Two tools, GeneMANIA (Donnelly Centre for Cellular and Biomolecular Research, Toronto, Ontario) and IPA, can be used for network analysis of inputted genes that have shown to interact with other molecules. GeneMANIA incorporates a linear-regression algorithm. This algorithm is used to calculate a functional association network of inputted genes with other genes that are known to interact with the input genes; GeneMANIA uses this algorithm to predict gene function144. To complement GeneMANIA results, IPA can be used to further identify interacting networks. IPA has been successfully used by various researchers to examine networks of interacting genes that may play a role in a variety of diseases and disorders including FASD94,145–

148

. IPA links genes and molecules by interactions, which are based on current knowledge from records maintained in the Ingenuity Pathways Knowledge Base. Highly-interconnected networks are likely to represent significant biological function149,150. In IPA, each network is limited to ~35 genes, by the algorithm. A p-score, which is derived from a p-value, is calculated using Fisher’s exact test. This score is assigned to each network, and is simply a measure of the number of focus genes in a network (user-specified genes)151. Another way to define the score is, the likelihood that the focus gene within the network was found by random chance152. A high number of focus genes leads to a higher network score. The network score is equal to the negative exponent of the respective p-value such that a score of 3 corresponds to a p-value of 10E-3153. Therefore, a network is considered significant with a p-score > 2. The combination of results from the DEG list, along with the functional, pathway, and network analyses, will give insight into FASD-relevant genes.
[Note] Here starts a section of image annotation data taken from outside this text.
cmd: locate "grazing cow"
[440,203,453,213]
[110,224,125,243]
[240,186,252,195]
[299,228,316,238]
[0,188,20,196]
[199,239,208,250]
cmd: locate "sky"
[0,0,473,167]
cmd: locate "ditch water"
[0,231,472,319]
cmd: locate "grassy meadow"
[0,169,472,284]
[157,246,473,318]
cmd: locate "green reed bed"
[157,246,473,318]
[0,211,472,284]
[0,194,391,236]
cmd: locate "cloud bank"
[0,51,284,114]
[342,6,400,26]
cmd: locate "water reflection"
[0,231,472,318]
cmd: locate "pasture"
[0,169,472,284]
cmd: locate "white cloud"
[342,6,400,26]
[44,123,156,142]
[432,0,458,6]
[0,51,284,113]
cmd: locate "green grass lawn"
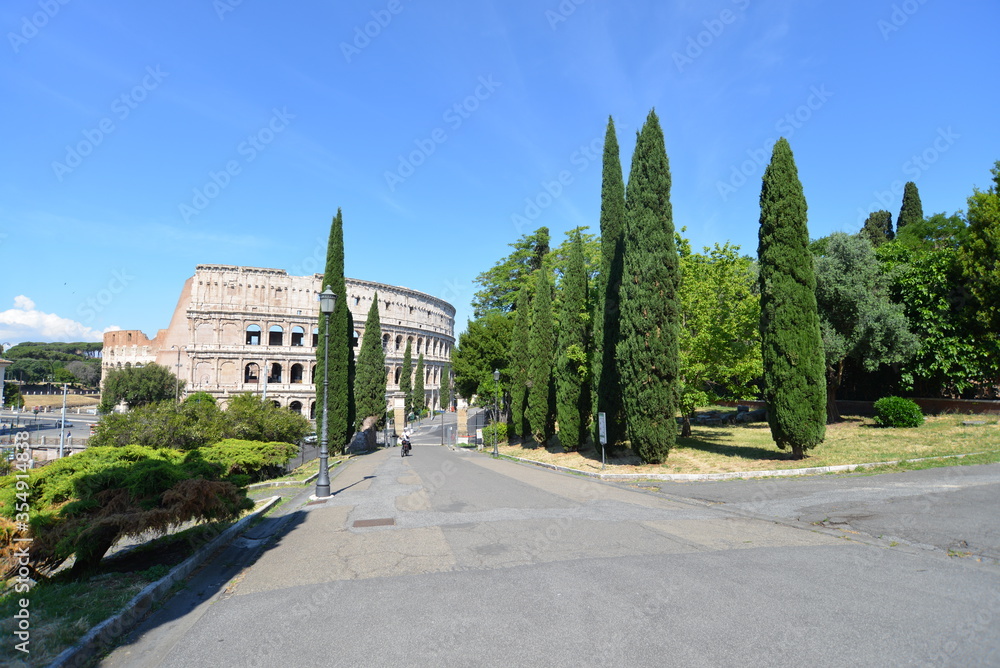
[500,415,1000,474]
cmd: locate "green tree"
[100,364,184,413]
[472,227,549,318]
[959,160,1000,332]
[526,266,555,443]
[877,227,1000,397]
[555,227,590,451]
[757,137,826,459]
[413,353,427,415]
[680,243,763,436]
[438,364,451,411]
[617,111,680,464]
[815,232,918,424]
[399,338,413,416]
[508,282,531,438]
[315,209,354,452]
[591,116,625,447]
[451,311,511,403]
[354,292,386,431]
[896,181,924,234]
[859,209,895,247]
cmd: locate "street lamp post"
[316,285,337,499]
[493,369,500,457]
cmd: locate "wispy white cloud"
[0,295,113,344]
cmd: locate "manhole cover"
[354,517,396,528]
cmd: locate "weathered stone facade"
[103,265,455,417]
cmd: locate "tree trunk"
[681,415,691,438]
[826,360,844,424]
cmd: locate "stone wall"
[103,265,455,417]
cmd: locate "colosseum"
[103,265,455,419]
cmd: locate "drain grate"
[354,517,396,528]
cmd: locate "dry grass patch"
[500,415,1000,474]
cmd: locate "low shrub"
[483,422,507,445]
[875,397,924,427]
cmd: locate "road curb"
[501,452,984,482]
[49,496,281,668]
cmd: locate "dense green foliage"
[0,445,253,576]
[860,209,896,247]
[509,281,531,438]
[591,116,625,447]
[315,209,354,452]
[960,160,1000,332]
[439,364,451,410]
[198,438,299,487]
[413,353,427,415]
[100,364,184,413]
[680,242,762,436]
[399,338,413,415]
[757,138,826,458]
[354,292,386,431]
[617,111,680,463]
[555,232,590,450]
[451,311,511,405]
[874,397,924,427]
[90,392,310,450]
[525,265,555,443]
[896,181,924,234]
[472,227,549,318]
[816,232,919,423]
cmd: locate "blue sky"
[0,0,1000,343]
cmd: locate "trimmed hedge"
[875,397,924,427]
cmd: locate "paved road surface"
[102,436,1000,667]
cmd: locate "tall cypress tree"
[591,116,625,446]
[617,111,680,464]
[859,209,896,248]
[413,353,427,415]
[354,292,386,431]
[757,137,826,459]
[896,181,924,234]
[316,209,354,452]
[526,265,554,443]
[555,231,590,451]
[399,339,413,417]
[509,281,531,438]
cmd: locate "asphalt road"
[659,464,1000,561]
[102,440,1000,667]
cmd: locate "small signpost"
[597,413,608,471]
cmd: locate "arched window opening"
[246,325,260,346]
[267,325,285,346]
[243,362,260,383]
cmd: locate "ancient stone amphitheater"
[103,265,455,418]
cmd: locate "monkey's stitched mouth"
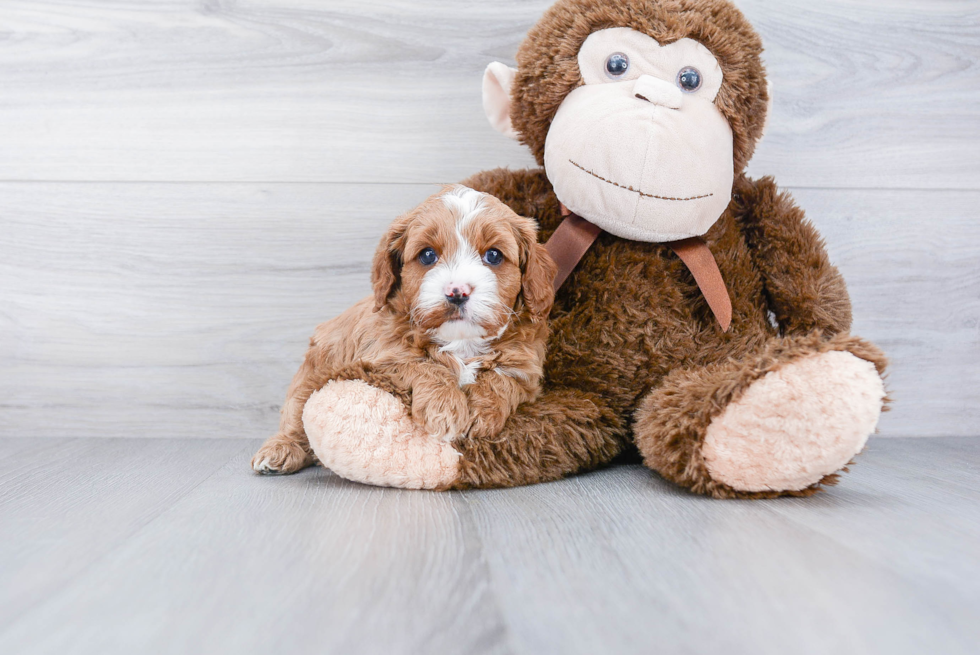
[568,159,715,202]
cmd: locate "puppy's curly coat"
[252,186,555,473]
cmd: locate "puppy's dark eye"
[677,66,701,93]
[483,248,504,266]
[419,248,439,266]
[606,52,630,79]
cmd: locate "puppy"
[252,186,556,473]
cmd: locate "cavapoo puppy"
[252,186,556,473]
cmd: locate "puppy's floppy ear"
[517,218,558,321]
[371,214,411,312]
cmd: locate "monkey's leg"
[633,335,887,498]
[303,380,625,489]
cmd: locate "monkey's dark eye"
[677,66,701,93]
[419,248,439,266]
[483,248,504,266]
[606,52,630,77]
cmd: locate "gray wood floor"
[0,438,980,655]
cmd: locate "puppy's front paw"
[412,387,469,441]
[252,434,313,475]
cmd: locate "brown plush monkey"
[255,0,885,498]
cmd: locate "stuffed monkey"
[257,0,886,498]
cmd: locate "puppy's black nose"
[446,287,470,307]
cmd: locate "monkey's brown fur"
[456,164,886,498]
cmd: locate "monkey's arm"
[735,177,851,336]
[461,168,561,234]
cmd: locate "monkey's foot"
[702,351,885,492]
[303,380,460,489]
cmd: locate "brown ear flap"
[371,215,411,312]
[519,219,558,321]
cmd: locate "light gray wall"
[0,0,980,437]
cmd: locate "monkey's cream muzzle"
[545,29,735,242]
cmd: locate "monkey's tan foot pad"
[303,380,460,489]
[702,351,885,491]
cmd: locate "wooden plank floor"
[0,438,980,655]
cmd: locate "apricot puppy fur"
[252,186,556,474]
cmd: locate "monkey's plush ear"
[483,61,520,139]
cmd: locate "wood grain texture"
[0,0,980,189]
[0,183,980,438]
[0,438,248,632]
[0,439,980,655]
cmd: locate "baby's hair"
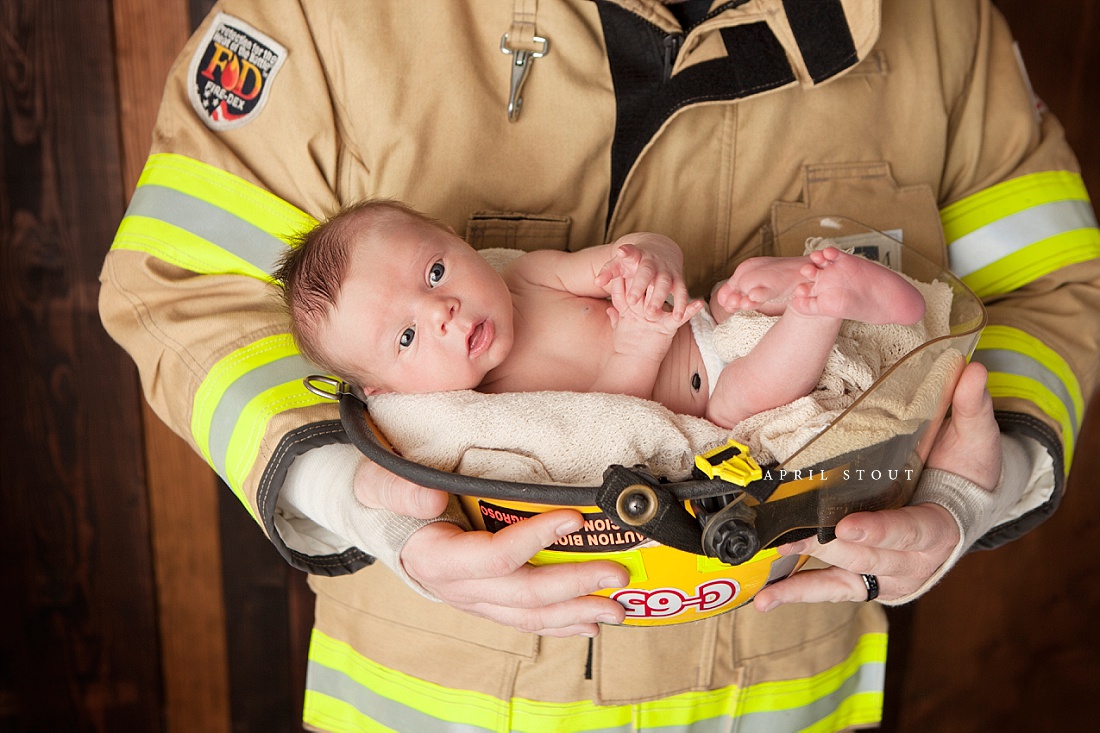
[273,198,447,378]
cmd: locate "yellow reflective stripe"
[961,229,1100,297]
[939,171,1089,238]
[138,153,316,240]
[941,171,1100,297]
[974,325,1085,472]
[113,153,316,280]
[111,215,267,278]
[226,374,328,501]
[305,628,887,733]
[191,333,322,499]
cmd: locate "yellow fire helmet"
[321,218,986,626]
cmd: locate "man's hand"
[752,363,1001,611]
[400,510,629,636]
[355,460,450,519]
[355,461,629,636]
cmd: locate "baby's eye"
[428,262,447,287]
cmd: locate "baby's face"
[322,219,513,394]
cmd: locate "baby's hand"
[596,232,688,319]
[607,272,704,360]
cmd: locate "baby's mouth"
[466,320,493,358]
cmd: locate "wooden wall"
[0,0,1100,733]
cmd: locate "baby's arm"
[596,232,689,319]
[711,258,810,324]
[706,309,843,428]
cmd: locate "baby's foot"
[715,258,807,315]
[790,247,924,325]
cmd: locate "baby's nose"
[435,297,459,333]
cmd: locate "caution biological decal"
[477,500,647,553]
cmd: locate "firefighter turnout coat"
[101,0,1100,731]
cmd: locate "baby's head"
[275,200,513,394]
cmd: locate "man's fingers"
[836,504,958,553]
[952,361,993,420]
[752,568,871,612]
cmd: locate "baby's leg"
[790,247,924,324]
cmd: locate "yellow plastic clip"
[695,439,763,486]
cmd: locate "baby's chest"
[513,297,612,391]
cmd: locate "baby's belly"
[653,325,710,417]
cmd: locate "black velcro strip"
[783,0,859,84]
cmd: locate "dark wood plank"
[0,0,162,732]
[113,0,231,733]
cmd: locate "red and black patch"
[188,13,286,130]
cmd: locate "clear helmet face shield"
[327,217,986,626]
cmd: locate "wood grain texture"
[0,0,162,731]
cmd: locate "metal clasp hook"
[501,33,550,122]
[301,374,353,402]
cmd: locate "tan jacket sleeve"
[938,2,1100,548]
[100,0,370,573]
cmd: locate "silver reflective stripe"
[947,200,1097,277]
[737,661,887,733]
[210,354,317,485]
[974,348,1078,435]
[127,184,286,273]
[306,661,495,733]
[306,660,886,733]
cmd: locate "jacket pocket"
[765,162,947,271]
[466,211,572,252]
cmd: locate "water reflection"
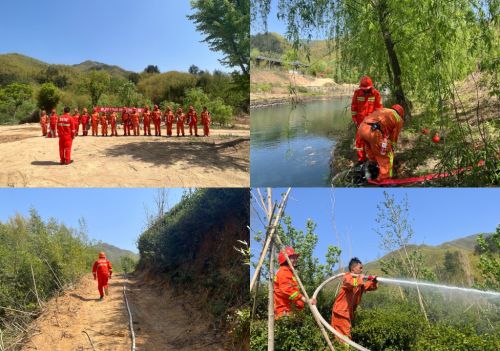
[250,99,351,186]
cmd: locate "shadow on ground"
[106,138,250,172]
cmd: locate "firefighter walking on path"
[274,247,316,319]
[351,76,382,163]
[57,107,76,165]
[331,257,377,338]
[92,252,113,301]
[356,105,405,181]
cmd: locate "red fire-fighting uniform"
[47,110,59,138]
[57,113,76,164]
[80,109,90,135]
[201,111,211,136]
[165,108,175,136]
[101,112,108,136]
[351,77,382,162]
[92,253,113,298]
[187,106,198,136]
[330,272,377,338]
[109,112,118,136]
[357,105,404,180]
[175,110,186,136]
[122,110,130,135]
[91,111,99,136]
[274,265,304,319]
[71,111,80,136]
[40,111,47,136]
[142,108,151,136]
[151,105,161,136]
[130,108,139,135]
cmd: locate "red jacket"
[351,88,382,126]
[92,258,113,277]
[274,265,304,319]
[332,272,377,320]
[57,113,76,139]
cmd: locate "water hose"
[123,284,135,351]
[311,273,370,351]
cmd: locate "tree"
[188,65,200,76]
[144,65,160,74]
[37,83,61,111]
[0,83,33,119]
[188,0,250,75]
[81,71,111,106]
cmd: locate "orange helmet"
[278,246,299,266]
[359,76,373,90]
[391,105,405,119]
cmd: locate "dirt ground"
[22,274,224,351]
[0,124,250,187]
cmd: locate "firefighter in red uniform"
[122,107,130,135]
[91,107,99,136]
[142,106,151,136]
[72,108,80,137]
[351,76,382,163]
[201,106,211,136]
[57,107,76,165]
[101,112,108,136]
[130,108,139,135]
[357,105,405,181]
[187,106,198,136]
[47,108,59,138]
[151,105,161,136]
[165,106,175,136]
[109,111,118,136]
[330,257,377,338]
[274,247,316,319]
[80,108,90,136]
[92,252,113,300]
[175,107,186,136]
[40,110,48,136]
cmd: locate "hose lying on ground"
[311,273,370,351]
[123,284,135,351]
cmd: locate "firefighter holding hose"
[92,252,113,301]
[331,257,377,338]
[274,247,316,319]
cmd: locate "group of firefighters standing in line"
[274,247,378,338]
[40,105,211,138]
[351,76,406,181]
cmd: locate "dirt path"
[0,124,250,187]
[23,274,224,351]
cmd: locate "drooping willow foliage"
[251,0,500,183]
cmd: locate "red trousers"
[97,274,109,297]
[177,122,184,136]
[111,123,118,136]
[143,121,151,135]
[153,119,161,136]
[356,123,394,180]
[59,136,73,164]
[189,122,198,136]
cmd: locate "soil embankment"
[0,124,250,187]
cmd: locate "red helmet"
[359,76,373,89]
[391,105,405,118]
[278,246,299,266]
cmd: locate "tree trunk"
[377,0,411,116]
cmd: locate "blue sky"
[0,0,228,72]
[0,188,183,252]
[251,188,500,270]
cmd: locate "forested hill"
[364,233,491,286]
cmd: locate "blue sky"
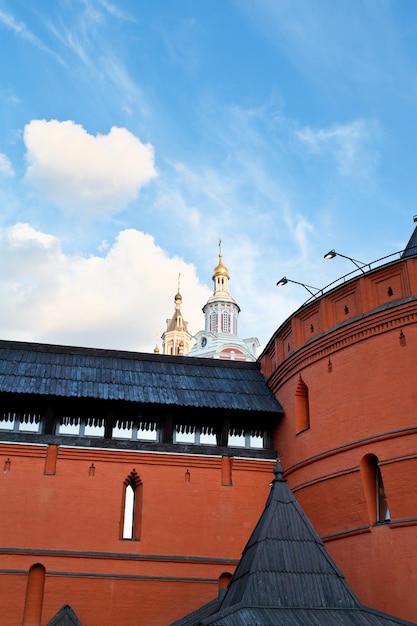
[0,0,417,351]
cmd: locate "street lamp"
[277,276,323,298]
[324,250,366,274]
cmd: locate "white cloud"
[0,224,210,351]
[0,153,14,176]
[24,120,157,216]
[295,120,377,176]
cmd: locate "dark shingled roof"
[0,341,282,414]
[171,463,416,626]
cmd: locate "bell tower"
[161,274,192,356]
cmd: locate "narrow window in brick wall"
[361,454,391,524]
[295,376,310,433]
[120,470,143,540]
[22,563,45,626]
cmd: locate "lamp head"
[277,276,288,287]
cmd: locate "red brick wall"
[0,444,274,626]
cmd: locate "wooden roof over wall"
[0,341,282,415]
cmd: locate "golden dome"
[213,239,230,280]
[213,254,230,279]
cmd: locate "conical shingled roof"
[176,463,416,626]
[214,463,359,609]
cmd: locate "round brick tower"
[260,229,417,620]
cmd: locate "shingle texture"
[172,463,416,626]
[0,341,282,413]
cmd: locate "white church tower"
[190,241,259,361]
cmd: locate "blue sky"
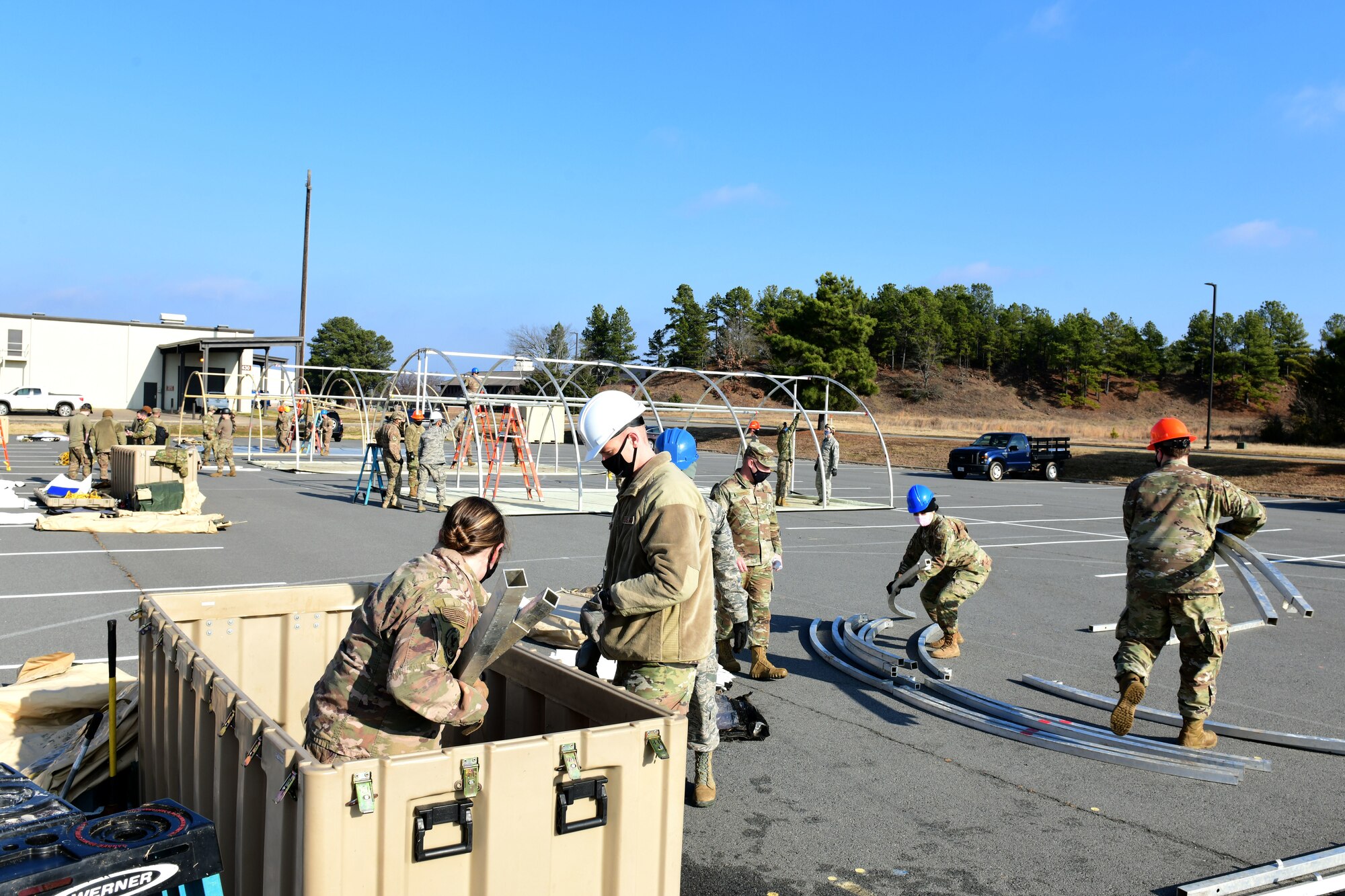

For a gene to be determined relevant to FASD-related phenotypes, it must be differentially-expressed on the microarray. Also, the gene must be implicated in neurodevelopment or behaviour, implicated in a top pathway or network, or involved in an inverse relationship with a differentially-expressed microRNA (miRNA). If the gene is classified as a central “hub” molecule in one of the top three networks, it may also be worthy of investigation. For the purpose of this study, a “hub” is defined as a molecule that appears in a top IPA network with strong intramodule connectivity to all other genes in the same module (analogous to the definition of a “hub” node in protein-protein interaction networks); a hub does not necessarily need to be altered, itself154. Previous studies have defined “hubs” as nodes with connectivity greater than five molecules155–157. In my thesis, a hub is restricted to a minimum of 10 interactions in order to provide a stringent analysis. A hub molecule is linked to dysregulated gene(s), which suggests that there are common mechanisms associated with neurodevelopmental ethanol exposure. The hub genes identified in this thesis are based on the number of interactions in the network158.